Any hernia that suddenly becomes painful, firm, or discolored, or that you can no longer push back in, needs immediate medical evaluation.
How Hernias Are Diagnosed
Many hernias are diagnosed with a simple physical exam, especially when there’s an obvious bulge. But some hernias are “occult,” meaning they cause groin or pelvic pain without any visible or palpable lump. In these cases, imaging is needed. Ultrasound, CT scans, and MRI are all options, and each has strengths. When performed by an experienced specialist, ultrasound can detect hidden groin hernias with a sensitivity above 96 percent. MRI is particularly useful for borderline cases, correctly identifying hernias in about 91 percent of confirmed cases. CT scans are somewhat less precise for occult hernias, with sensitivities ranging from 54 to 80 percent, but they’re widely available and useful for evaluating complications.

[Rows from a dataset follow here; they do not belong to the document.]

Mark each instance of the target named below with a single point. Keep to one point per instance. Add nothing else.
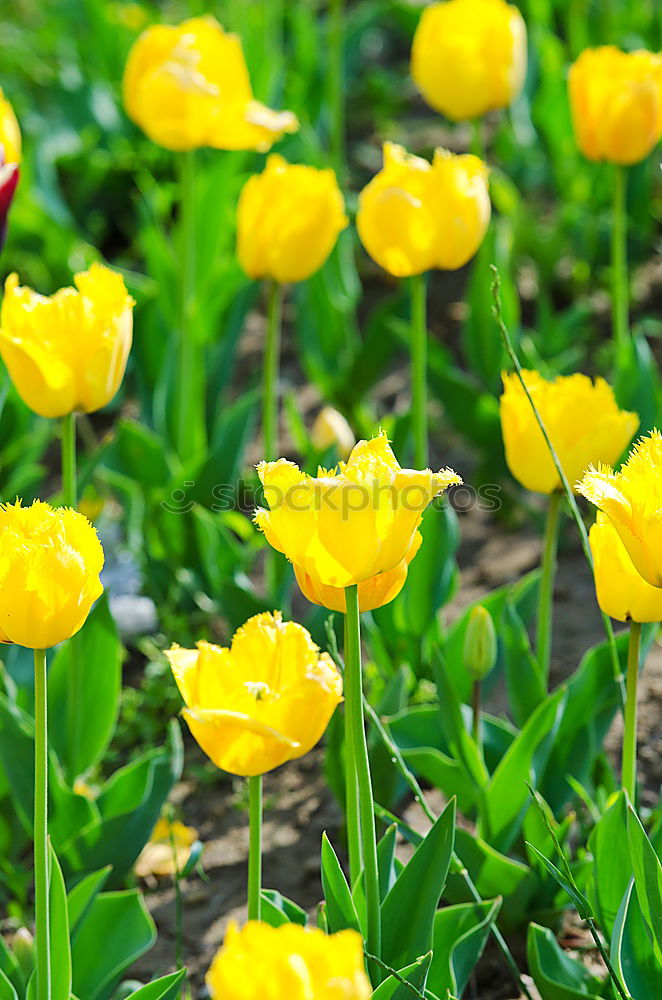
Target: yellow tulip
(263, 701)
(414, 216)
(616, 103)
(350, 524)
(632, 499)
(10, 133)
(621, 590)
(373, 593)
(288, 220)
(331, 428)
(68, 351)
(187, 86)
(469, 56)
(300, 963)
(51, 561)
(582, 419)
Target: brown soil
(300, 806)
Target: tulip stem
(336, 85)
(271, 372)
(546, 587)
(41, 859)
(419, 343)
(69, 479)
(254, 846)
(361, 768)
(351, 795)
(620, 307)
(190, 419)
(629, 758)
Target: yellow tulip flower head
(632, 500)
(374, 592)
(616, 103)
(68, 351)
(621, 590)
(50, 561)
(263, 701)
(469, 56)
(301, 963)
(288, 220)
(187, 86)
(581, 417)
(414, 215)
(10, 157)
(349, 524)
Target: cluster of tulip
(350, 533)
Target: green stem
(254, 846)
(41, 861)
(620, 307)
(190, 398)
(351, 796)
(336, 85)
(69, 485)
(418, 348)
(629, 759)
(271, 372)
(359, 749)
(546, 591)
(497, 311)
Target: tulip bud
(480, 643)
(331, 428)
(414, 215)
(616, 103)
(10, 156)
(469, 56)
(288, 220)
(187, 86)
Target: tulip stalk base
(41, 859)
(351, 796)
(629, 758)
(418, 348)
(546, 591)
(620, 306)
(361, 769)
(254, 846)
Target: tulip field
(331, 500)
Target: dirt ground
(300, 806)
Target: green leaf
(165, 988)
(340, 909)
(458, 940)
(557, 975)
(409, 908)
(7, 991)
(82, 896)
(116, 931)
(632, 952)
(612, 868)
(291, 912)
(392, 988)
(647, 877)
(83, 692)
(60, 948)
(507, 795)
(578, 898)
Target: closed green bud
(480, 643)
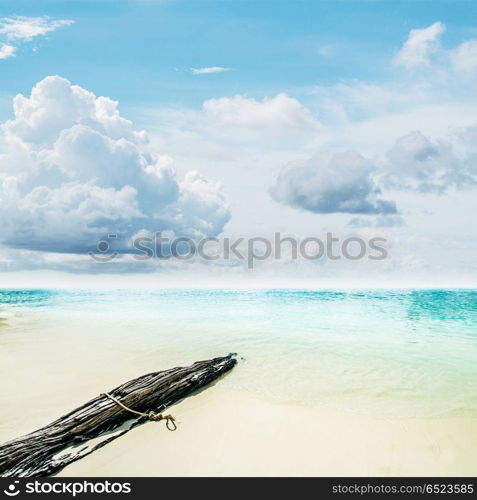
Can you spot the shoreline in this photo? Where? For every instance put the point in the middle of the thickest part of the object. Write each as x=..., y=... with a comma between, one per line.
x=227, y=432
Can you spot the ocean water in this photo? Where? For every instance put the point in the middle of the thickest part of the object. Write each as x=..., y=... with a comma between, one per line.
x=387, y=353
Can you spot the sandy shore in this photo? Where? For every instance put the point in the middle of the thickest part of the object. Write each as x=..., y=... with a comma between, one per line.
x=223, y=432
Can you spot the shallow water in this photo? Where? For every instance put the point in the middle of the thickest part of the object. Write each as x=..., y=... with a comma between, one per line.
x=390, y=353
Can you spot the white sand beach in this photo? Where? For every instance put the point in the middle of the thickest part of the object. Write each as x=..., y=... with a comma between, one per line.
x=225, y=432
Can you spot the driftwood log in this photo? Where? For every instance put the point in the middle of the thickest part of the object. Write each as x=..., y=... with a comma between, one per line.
x=101, y=420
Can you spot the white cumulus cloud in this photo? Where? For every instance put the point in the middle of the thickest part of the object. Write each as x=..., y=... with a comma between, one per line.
x=417, y=163
x=332, y=183
x=27, y=28
x=419, y=45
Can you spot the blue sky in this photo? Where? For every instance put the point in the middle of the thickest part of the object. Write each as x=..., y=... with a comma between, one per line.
x=239, y=118
x=141, y=52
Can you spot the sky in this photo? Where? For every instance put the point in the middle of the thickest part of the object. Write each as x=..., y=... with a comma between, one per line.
x=238, y=119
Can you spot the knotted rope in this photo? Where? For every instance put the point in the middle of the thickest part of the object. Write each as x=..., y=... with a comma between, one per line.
x=153, y=416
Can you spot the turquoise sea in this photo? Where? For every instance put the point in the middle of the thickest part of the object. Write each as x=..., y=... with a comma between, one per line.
x=389, y=353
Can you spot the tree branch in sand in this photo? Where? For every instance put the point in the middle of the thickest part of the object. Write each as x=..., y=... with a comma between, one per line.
x=102, y=419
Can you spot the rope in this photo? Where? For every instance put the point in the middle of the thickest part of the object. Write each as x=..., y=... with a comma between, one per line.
x=153, y=416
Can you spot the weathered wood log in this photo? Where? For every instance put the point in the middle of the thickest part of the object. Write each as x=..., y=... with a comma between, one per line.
x=69, y=438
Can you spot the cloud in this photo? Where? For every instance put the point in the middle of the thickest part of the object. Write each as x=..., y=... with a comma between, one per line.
x=73, y=169
x=211, y=69
x=419, y=45
x=377, y=222
x=27, y=28
x=280, y=112
x=332, y=183
x=417, y=163
x=7, y=51
x=464, y=57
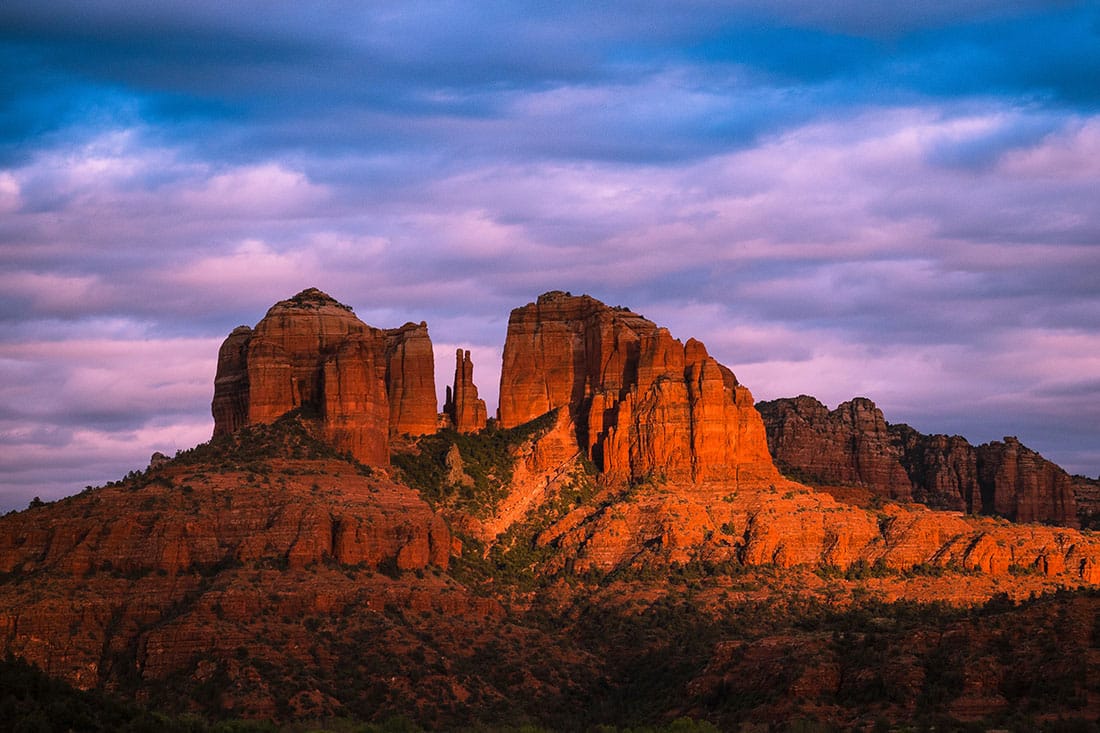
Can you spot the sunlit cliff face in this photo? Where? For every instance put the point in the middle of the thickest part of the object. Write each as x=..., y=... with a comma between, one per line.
x=895, y=204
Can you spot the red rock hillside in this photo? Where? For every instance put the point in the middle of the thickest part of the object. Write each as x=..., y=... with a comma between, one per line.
x=644, y=403
x=854, y=445
x=361, y=383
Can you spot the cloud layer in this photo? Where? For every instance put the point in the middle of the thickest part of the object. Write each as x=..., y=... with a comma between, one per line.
x=862, y=199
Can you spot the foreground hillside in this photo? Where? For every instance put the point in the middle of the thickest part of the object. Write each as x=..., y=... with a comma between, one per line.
x=616, y=548
x=264, y=576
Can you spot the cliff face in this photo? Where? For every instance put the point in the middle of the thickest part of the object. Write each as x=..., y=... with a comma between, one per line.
x=854, y=445
x=360, y=384
x=848, y=445
x=644, y=403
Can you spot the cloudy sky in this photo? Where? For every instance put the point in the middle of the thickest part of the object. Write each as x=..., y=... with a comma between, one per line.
x=843, y=198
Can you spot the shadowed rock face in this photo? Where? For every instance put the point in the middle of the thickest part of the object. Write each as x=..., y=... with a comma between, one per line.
x=848, y=445
x=642, y=402
x=854, y=445
x=360, y=383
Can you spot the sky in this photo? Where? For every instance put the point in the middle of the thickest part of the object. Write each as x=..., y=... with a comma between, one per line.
x=892, y=200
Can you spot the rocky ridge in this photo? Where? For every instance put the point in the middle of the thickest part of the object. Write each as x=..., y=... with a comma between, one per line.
x=642, y=403
x=619, y=540
x=855, y=445
x=359, y=384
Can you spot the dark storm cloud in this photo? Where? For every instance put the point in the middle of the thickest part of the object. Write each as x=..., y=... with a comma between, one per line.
x=838, y=198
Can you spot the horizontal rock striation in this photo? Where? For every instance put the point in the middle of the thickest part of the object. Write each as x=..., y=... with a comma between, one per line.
x=854, y=445
x=644, y=404
x=360, y=384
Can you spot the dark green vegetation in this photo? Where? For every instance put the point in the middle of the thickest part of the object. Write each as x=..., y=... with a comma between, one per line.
x=507, y=639
x=32, y=702
x=615, y=662
x=479, y=479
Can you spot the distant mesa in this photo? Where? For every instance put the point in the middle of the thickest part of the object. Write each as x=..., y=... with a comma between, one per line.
x=358, y=383
x=642, y=403
x=465, y=411
x=855, y=445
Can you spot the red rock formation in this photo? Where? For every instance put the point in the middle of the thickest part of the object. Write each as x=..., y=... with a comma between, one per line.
x=944, y=469
x=230, y=405
x=1020, y=484
x=466, y=412
x=360, y=384
x=849, y=445
x=410, y=380
x=642, y=402
x=854, y=445
x=791, y=525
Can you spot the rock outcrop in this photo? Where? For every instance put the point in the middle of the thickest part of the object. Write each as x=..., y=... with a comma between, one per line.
x=848, y=445
x=854, y=445
x=359, y=384
x=465, y=409
x=1019, y=483
x=644, y=403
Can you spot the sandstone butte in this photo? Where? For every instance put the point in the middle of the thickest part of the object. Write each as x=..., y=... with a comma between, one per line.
x=855, y=445
x=642, y=403
x=361, y=384
x=462, y=406
x=207, y=556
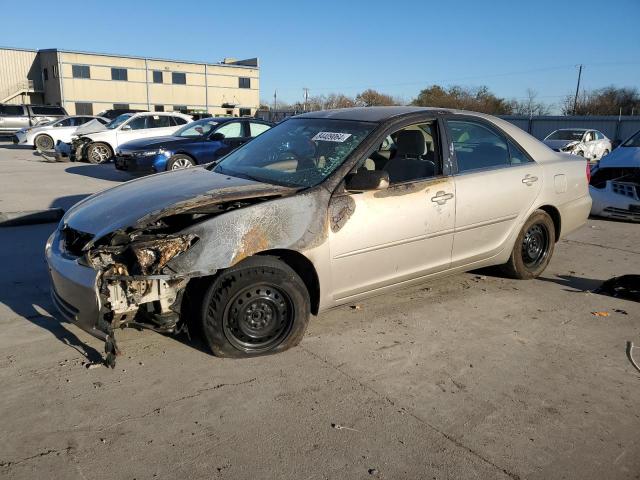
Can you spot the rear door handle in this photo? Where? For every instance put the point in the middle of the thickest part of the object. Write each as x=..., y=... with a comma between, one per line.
x=442, y=197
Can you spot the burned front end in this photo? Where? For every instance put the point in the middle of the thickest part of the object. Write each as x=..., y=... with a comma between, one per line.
x=122, y=280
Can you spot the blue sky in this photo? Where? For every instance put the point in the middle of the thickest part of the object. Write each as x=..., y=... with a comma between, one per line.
x=350, y=45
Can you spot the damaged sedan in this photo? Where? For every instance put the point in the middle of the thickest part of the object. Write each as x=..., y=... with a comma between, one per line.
x=323, y=209
x=615, y=183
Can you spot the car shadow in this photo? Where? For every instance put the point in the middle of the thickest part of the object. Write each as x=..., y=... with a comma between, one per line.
x=574, y=283
x=105, y=171
x=24, y=285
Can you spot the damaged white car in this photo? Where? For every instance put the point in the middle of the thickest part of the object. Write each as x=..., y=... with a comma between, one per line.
x=323, y=209
x=591, y=144
x=615, y=183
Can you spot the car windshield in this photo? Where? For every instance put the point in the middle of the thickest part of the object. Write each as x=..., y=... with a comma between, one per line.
x=197, y=129
x=633, y=141
x=119, y=120
x=300, y=152
x=566, y=135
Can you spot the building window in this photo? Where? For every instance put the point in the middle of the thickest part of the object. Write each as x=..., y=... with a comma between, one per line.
x=84, y=108
x=179, y=78
x=119, y=74
x=80, y=71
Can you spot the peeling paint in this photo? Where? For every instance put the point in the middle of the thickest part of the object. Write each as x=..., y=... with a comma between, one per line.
x=340, y=210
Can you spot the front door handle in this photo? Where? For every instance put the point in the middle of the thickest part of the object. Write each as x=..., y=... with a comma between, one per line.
x=442, y=197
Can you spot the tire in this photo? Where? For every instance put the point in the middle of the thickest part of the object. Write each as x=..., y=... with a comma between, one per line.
x=43, y=143
x=533, y=248
x=99, y=152
x=180, y=162
x=258, y=307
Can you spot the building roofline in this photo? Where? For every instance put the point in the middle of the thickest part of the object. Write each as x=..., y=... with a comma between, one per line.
x=137, y=57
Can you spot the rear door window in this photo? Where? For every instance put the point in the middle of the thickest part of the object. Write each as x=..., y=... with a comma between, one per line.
x=258, y=128
x=158, y=121
x=11, y=110
x=231, y=130
x=477, y=146
x=57, y=111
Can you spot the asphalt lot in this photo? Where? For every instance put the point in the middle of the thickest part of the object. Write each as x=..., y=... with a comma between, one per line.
x=473, y=376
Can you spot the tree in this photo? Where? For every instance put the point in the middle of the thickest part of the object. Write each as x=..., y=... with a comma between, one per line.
x=371, y=98
x=477, y=99
x=609, y=100
x=530, y=106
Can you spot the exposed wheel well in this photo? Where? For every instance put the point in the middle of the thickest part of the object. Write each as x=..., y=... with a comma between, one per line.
x=555, y=216
x=305, y=269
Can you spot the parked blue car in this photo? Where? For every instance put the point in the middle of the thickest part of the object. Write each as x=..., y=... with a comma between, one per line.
x=203, y=141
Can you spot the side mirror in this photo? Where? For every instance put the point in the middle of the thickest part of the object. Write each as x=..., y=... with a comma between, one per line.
x=365, y=180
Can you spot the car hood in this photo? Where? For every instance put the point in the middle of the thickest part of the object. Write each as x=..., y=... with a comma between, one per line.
x=139, y=203
x=555, y=144
x=90, y=127
x=622, y=157
x=152, y=143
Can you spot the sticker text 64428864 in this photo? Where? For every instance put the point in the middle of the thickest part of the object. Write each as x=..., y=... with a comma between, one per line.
x=331, y=137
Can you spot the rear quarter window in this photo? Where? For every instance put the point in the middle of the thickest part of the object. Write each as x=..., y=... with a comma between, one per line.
x=48, y=111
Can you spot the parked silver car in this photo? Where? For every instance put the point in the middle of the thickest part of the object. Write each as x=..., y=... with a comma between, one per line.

Surgical Repair: What to Expect
Most hernias that cause symptoms or pose a risk of complications are treated with surgical repair. The two main approaches are open surgery, where the surgeon makes an incision directly over the hernia, and laparoscopic surgery, which uses several small incisions and a camera. Both methods typically involve placing a synthetic mesh to reinforce the weakened tissue.
Recovery from laparoscopic repair tends to be faster, with less post-operative pain and a quicker return to normal activities. However, the choice between the two depends on the hernia’s size, location, and complexity, as well as whether it’s a first-time repair or a recurrence. Your surgeon will recommend the approach that fits your specific situation.